Hot off a sold-out show at Toronto’s Danforth Music Hall this past weekend, The Cult rolled onto the stage of the LAC’s Hammerson Hall fashionably late for their 8:00 p.m. show. Frontman Ian Astbury, sporting a long, flamboyantly fur-trimmed leather jacket, immediately proved to be a lively and charismatic front man as the band opened the night with “Wild Flower,” marching around the stage and tossing his impressive locks.
Astbury proved to be a spirited frontman throughout the night, offering several apparently impromptu monologues between songs. Whether denouncing Facebook (though the band is cool with both Twitter and Instagram) or revealing himself as an unlikely fan of the Canadian indie band Broken Social Scene, Astbury was full of opinions that he articulated in an entertaining, mostly coherent fashion.
The audience skewed noticeably older, and the band seemed happy to oblige their long-time fans by playing lots of earlier material, with tracks from the band’s 1987 third album, Electric, dominating the night, and the band’s more well-known songs garnering the biggest responses from the crowd. For example, fan favourite “Sweet Soul Sister” evoked a fist-pumping sing-a-long as the audience was bathed in blue light.
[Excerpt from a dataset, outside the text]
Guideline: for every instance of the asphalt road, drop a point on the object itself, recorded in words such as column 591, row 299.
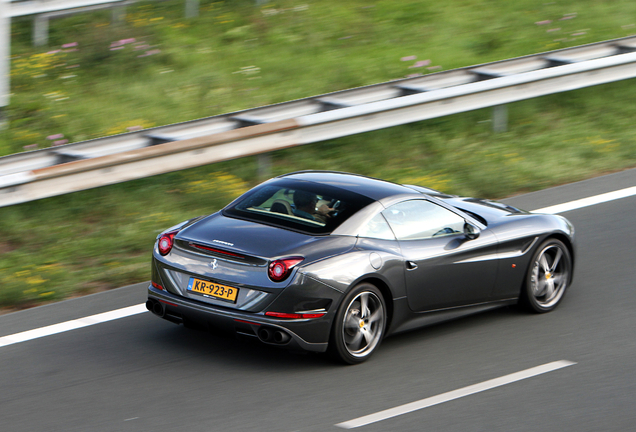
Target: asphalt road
column 142, row 373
However, it took the euphoric opening guitar riff of 1985 megahit “She Sells Sanctuary” – the last song the band played before their encore – to truly invigorate the appreciative but slightly subdued crowd.
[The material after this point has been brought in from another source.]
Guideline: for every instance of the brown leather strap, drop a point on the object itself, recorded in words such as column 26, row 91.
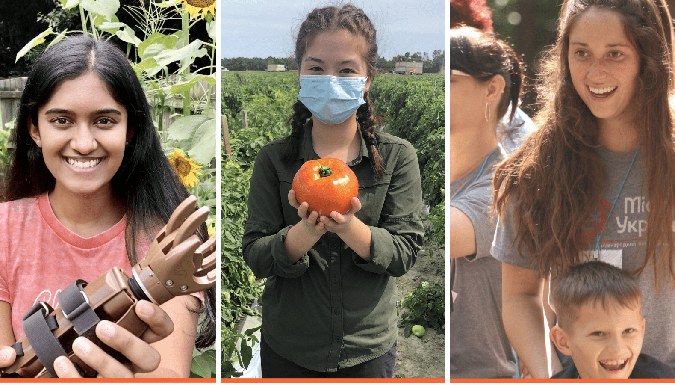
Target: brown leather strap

The Cult did also show diversity by offering tracks from throughout their career, including a few songs from their latest album, 2012’s Choice of Weapon. They also delved into a couple of deeper cuts, including the rollicking “Zap City”, which was a great showcase for their guitar-heavy sound.
Astbury and the entire band offered a precise skill and blistering showmanship, which is always a winning combination. The Cult, while obviously seasoned pros, had an energy that you might not expect from a band that has been in the business for over 30 years. Their sound has aged surprisingly well, and in a live setting, they give off the impression of a band that is more or less still in their prime.